Authors: Yulong Chen, Yadong Liu, Jiawen Zhang, Mu Li, Chao Huang, Jie Wen

Published: 2025-10-23

arXiv ID: 2510.20129v1

Added to Library: 2025-10-24 04:01 UTC

Red Teaming

📄 Abstract

Large Language Models (LLMs), despite advances in safety alignment, remain vulnerable to jailbreak attacks designed to circumvent protective mechanisms. Prevailing defense strategies rely on external interventions, such as input filtering or output modification, which often lack generalizability and compromise model utility while incurring significant computational overhead. In this work, we introduce a new, training-free defense paradigm, Self-Activating Internal Defense (SAID), which reframes the defense task from external correction to internal capability activation. SAID uniquely leverages the LLM's own reasoning abilities to proactively identify and neutralize malicious intent through a three-stage pipeline: model-native intent distillation to extract core semantics, optimal safety prefix probing to activate latent safety awareness, and a conservative aggregation strategy to ensure robust decision-making. Extensive experiments on five open-source LLMs against six advanced jailbreak attacks demonstrate that SAID substantially outperforms state-of-the-art defenses in reducing harmful outputs. Crucially, it achieves this while preserving model performance on benign tasks and incurring minimal computational overhead. Our work establishes that activating the intrinsic safety mechanisms of LLMs is a more robust and scalable path toward building safer and more reliable aligned AI systems.

🔍 Key Points

  • Introduces Self-Activating Internal Defense (SAID), a training-free defense framework that repurposes LLMs' internal capabilities for proactive safety without additional training.
  • Employs a three-stage pipeline: Model-Native Intent Distillation, Optimal Safety Prefix Probing, and Conservative Aggregation to enhance defense effectiveness.
  • Demonstrates substantial performance improvements against six jailbreak attack methods, outperforming existing state-of-the-art defenses while maintaining low computational overhead.
  • Establishes that engaging with the model's intrinsic reasoning can activate its safety features, providing a scalable and generalizable approach to LLM defense.
  • Experimental results highlight a robust safety-utility trade-off, indicating that SAID effectively reduces harmful outputs while preserving benign task performance.

💡 Why This Paper Matters

The SAID framework exemplifies a significant advancement in LLM safety mechanisms, providing a robust, scalable method to defend against diverse attack vectors while upholding performance standards. Its innovative approach of leveraging internal model capabilities addresses critical gaps in current defensive strategies, making it a valuable contribution to the field of AI safety and alignment.

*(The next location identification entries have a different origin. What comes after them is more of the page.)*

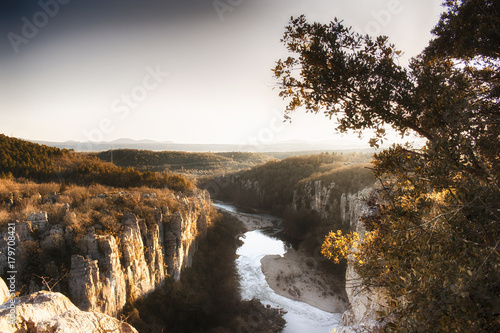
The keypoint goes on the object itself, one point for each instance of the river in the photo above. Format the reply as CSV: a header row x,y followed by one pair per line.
x,y
300,317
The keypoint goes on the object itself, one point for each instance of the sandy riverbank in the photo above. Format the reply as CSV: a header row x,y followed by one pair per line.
x,y
299,277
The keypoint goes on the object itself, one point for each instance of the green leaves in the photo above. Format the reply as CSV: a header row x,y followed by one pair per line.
x,y
437,228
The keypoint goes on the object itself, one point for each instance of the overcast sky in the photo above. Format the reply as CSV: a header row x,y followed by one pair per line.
x,y
188,71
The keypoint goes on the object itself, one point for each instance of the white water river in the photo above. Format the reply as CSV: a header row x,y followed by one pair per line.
x,y
300,317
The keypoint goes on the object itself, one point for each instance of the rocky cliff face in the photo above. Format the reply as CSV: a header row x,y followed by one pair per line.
x,y
331,203
343,211
46,312
362,313
109,269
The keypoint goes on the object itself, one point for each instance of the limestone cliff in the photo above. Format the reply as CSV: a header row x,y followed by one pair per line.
x,y
46,312
362,313
330,201
107,270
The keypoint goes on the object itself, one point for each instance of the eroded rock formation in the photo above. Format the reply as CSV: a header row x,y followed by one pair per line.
x,y
47,312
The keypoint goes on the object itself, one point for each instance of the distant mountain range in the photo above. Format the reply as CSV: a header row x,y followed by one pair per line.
x,y
124,143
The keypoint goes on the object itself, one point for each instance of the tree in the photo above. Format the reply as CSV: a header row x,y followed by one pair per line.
x,y
433,245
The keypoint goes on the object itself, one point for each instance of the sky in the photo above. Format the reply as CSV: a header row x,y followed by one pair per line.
x,y
186,71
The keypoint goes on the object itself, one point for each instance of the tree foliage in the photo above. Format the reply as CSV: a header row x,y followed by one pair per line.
x,y
433,244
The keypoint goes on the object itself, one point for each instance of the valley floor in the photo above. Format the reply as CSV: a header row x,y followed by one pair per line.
x,y
299,277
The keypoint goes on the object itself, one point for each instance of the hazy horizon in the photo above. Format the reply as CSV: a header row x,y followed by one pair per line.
x,y
191,73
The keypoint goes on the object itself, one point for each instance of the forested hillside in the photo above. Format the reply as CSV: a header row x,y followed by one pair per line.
x,y
271,186
19,158
146,160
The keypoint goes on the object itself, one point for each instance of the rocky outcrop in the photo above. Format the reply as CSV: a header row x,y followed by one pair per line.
x,y
330,201
112,270
46,312
364,304
4,291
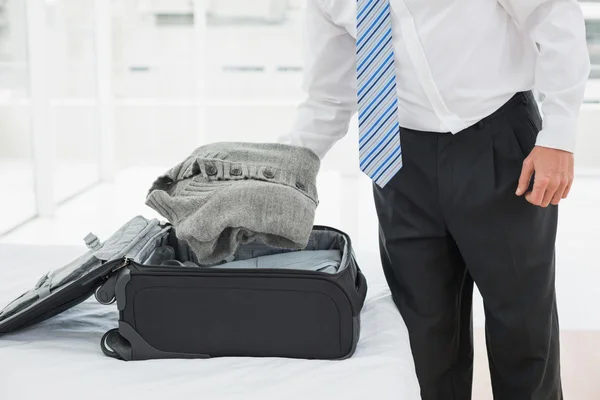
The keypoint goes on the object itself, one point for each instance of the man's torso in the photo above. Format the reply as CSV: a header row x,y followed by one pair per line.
x,y
457,61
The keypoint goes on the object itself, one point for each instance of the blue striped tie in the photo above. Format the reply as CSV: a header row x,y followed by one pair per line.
x,y
379,130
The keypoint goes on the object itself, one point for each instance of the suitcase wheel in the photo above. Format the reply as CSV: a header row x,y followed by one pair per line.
x,y
102,297
111,337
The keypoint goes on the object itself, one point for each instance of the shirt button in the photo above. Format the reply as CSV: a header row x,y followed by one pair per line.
x,y
211,170
269,174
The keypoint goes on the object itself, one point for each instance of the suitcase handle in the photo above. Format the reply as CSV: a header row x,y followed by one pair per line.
x,y
361,288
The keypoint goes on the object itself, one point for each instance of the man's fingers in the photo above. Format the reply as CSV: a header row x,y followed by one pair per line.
x,y
555,185
540,184
560,192
525,178
568,188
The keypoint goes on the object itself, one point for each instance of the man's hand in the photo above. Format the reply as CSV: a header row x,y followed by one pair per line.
x,y
553,176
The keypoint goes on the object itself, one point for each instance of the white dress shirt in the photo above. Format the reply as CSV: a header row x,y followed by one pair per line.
x,y
457,61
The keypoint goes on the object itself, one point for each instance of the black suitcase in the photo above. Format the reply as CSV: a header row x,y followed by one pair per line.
x,y
202,312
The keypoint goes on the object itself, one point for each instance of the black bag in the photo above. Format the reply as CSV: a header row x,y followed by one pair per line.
x,y
168,311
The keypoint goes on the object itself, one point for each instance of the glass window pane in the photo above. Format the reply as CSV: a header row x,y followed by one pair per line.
x,y
72,92
16,165
153,45
593,39
254,49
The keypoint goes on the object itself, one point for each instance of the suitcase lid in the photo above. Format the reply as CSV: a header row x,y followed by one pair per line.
x,y
70,285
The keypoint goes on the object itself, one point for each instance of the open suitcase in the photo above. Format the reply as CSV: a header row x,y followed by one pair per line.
x,y
183,311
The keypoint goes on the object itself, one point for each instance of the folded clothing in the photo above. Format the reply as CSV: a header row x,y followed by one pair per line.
x,y
230,193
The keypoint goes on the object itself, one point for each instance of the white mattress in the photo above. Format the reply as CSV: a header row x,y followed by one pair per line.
x,y
61,358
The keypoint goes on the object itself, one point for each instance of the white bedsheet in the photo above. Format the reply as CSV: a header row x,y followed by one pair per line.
x,y
61,358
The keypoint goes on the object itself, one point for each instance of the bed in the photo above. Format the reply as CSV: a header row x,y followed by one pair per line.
x,y
61,357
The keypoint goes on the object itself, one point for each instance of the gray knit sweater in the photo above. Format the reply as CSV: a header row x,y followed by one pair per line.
x,y
225,194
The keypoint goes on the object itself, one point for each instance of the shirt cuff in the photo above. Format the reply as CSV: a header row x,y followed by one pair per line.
x,y
558,132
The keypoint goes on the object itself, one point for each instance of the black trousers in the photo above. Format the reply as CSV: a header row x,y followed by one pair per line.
x,y
450,218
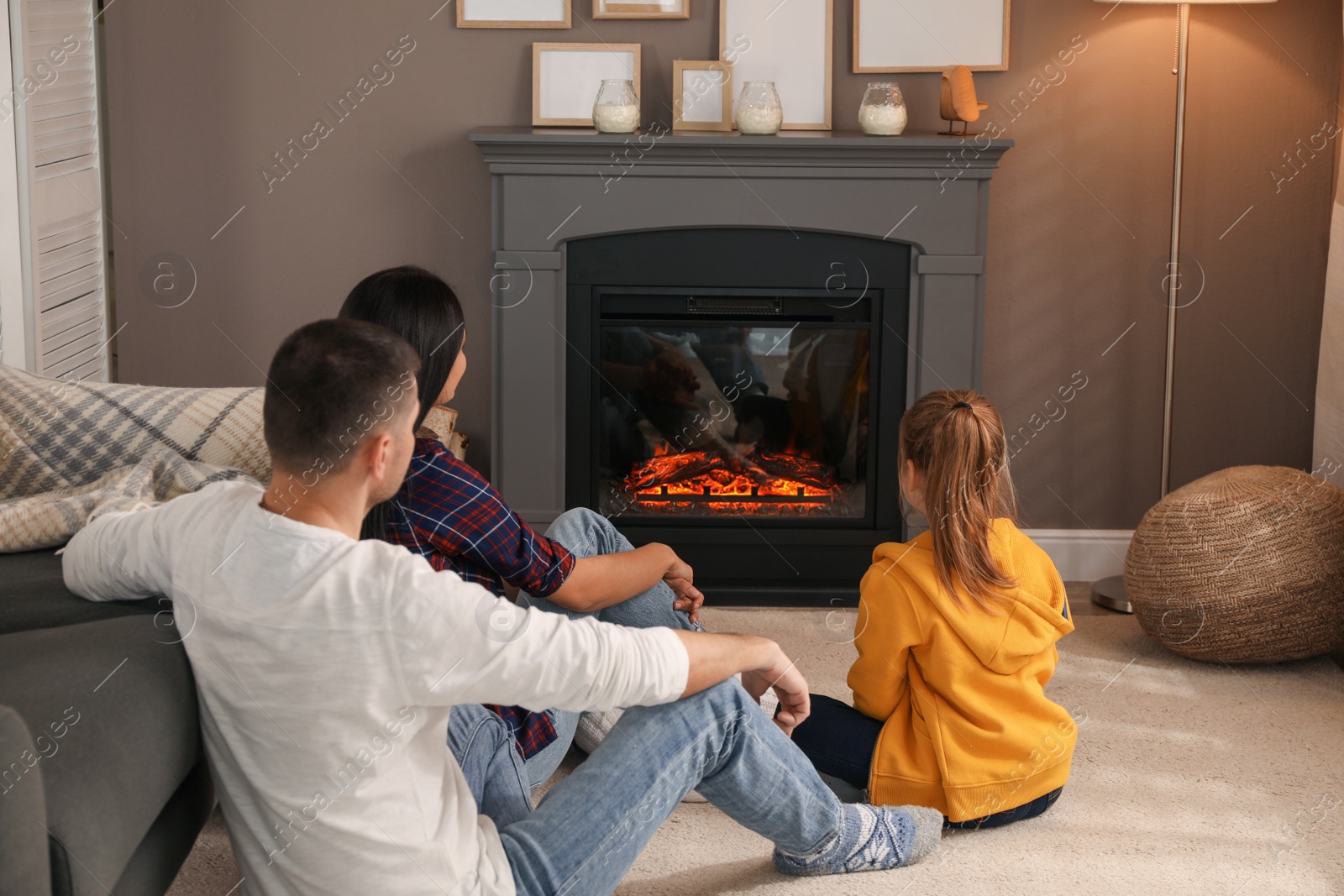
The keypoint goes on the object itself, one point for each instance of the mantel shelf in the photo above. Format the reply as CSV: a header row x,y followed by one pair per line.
x,y
808,148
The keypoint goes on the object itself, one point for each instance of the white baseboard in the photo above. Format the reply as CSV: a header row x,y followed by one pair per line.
x,y
1084,555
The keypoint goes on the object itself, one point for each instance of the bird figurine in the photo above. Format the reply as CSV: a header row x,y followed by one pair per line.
x,y
958,100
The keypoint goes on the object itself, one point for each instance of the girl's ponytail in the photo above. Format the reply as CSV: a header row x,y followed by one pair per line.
x,y
958,441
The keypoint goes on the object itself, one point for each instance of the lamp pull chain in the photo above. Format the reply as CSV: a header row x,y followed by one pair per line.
x,y
1176,39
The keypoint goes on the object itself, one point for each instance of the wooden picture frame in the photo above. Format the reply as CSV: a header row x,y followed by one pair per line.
x,y
642,8
514,13
699,118
568,76
788,43
929,35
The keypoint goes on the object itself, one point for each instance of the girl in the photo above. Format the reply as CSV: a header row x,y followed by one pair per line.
x,y
956,637
449,513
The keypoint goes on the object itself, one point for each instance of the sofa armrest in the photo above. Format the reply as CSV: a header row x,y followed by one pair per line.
x,y
24,812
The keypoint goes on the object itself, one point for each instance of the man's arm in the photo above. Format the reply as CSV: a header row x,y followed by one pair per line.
x,y
716,658
456,642
120,557
601,580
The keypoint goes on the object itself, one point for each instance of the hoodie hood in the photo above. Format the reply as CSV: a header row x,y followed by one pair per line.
x,y
1015,631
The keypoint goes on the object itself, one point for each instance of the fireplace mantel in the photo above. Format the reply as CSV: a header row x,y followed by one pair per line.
x,y
551,186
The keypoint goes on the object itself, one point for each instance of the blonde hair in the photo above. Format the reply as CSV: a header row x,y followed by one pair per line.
x,y
956,438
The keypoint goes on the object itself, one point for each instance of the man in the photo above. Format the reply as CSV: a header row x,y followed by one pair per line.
x,y
326,668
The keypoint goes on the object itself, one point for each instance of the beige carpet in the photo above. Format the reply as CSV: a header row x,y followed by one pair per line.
x,y
1189,779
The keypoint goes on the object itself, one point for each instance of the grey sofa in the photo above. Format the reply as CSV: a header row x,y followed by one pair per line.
x,y
102,777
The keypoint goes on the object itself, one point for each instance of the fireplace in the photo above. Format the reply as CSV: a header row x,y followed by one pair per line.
x,y
710,338
743,396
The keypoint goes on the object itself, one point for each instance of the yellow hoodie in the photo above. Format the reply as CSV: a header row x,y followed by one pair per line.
x,y
961,689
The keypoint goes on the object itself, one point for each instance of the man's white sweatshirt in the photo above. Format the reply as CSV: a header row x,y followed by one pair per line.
x,y
326,669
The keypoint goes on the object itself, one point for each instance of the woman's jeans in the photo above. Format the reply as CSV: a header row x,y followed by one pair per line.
x,y
501,779
840,741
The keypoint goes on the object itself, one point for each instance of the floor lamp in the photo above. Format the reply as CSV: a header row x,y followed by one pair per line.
x,y
1110,591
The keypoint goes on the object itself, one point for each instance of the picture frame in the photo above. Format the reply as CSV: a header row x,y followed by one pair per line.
x,y
788,43
642,8
929,35
568,76
514,13
711,89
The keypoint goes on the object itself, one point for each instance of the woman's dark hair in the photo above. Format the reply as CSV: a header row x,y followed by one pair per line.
x,y
423,309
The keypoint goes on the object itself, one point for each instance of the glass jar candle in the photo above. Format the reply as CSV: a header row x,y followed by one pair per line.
x,y
884,109
617,109
759,109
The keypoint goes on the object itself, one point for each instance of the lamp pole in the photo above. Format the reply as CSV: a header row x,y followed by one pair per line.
x,y
1110,591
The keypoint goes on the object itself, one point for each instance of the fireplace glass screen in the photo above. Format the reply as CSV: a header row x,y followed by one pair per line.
x,y
732,417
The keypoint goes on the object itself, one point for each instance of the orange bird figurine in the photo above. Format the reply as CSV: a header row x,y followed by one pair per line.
x,y
958,100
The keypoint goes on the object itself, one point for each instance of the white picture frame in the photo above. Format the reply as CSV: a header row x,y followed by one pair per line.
x,y
514,13
788,43
702,94
642,8
929,35
568,76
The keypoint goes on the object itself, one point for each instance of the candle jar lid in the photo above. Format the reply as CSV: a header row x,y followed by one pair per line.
x,y
884,93
617,92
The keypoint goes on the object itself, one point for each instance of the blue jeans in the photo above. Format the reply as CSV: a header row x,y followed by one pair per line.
x,y
475,741
591,826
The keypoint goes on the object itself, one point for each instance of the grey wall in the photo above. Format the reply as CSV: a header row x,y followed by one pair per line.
x,y
201,96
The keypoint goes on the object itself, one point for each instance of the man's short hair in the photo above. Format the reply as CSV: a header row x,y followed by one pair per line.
x,y
333,383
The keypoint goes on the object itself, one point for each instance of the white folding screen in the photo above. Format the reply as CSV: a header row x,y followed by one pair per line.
x,y
53,105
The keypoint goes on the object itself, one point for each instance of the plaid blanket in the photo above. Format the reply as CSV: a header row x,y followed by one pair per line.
x,y
69,449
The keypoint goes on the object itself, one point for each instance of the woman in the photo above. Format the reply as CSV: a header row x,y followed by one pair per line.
x,y
450,515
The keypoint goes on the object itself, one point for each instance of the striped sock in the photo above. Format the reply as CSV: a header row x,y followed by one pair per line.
x,y
870,839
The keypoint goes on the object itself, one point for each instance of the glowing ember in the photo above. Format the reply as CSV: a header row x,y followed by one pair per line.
x,y
732,485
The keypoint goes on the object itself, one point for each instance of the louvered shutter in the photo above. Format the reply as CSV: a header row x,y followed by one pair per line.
x,y
60,155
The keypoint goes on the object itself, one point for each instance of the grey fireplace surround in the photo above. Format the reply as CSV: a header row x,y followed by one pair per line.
x,y
551,186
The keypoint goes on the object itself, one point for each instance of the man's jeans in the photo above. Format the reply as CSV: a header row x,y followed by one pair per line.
x,y
591,828
501,779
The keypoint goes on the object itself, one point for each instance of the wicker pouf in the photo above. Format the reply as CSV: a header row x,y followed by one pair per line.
x,y
1242,566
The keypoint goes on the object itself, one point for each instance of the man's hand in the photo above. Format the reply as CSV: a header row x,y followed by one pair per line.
x,y
679,578
716,658
790,685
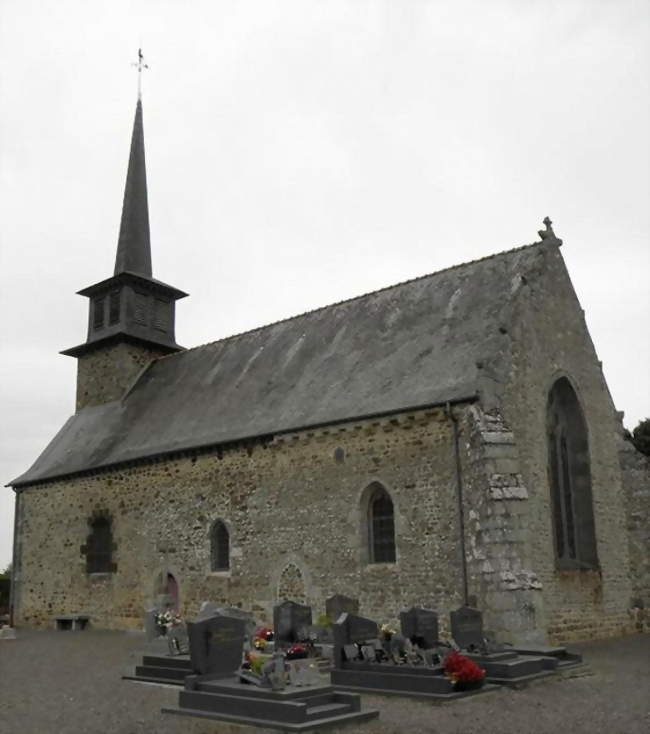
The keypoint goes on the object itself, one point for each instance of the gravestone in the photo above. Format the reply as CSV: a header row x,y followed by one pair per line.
x,y
216,644
211,609
177,640
350,629
467,628
420,625
151,629
340,604
288,618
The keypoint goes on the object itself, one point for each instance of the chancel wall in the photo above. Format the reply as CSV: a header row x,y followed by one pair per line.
x,y
296,502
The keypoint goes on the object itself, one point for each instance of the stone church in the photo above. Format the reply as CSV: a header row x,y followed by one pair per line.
x,y
444,440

🎯 Why It's Interesting for AI Security Researchers

This paper is of great interest to AI security researchers as it provides novel methodologies for strengthening LLM defenses against increasingly sophisticated jailbreak attacks. By focusing on internal defenses rather than external interventions, the research opens avenues for more resilient AI systems, which is crucial in developing trusted and safe AI applications. Furthermore, the empirical validation across multiple models and attack scenarios adds to its significance, making it a cornerstone for future research in AI alignment and safety.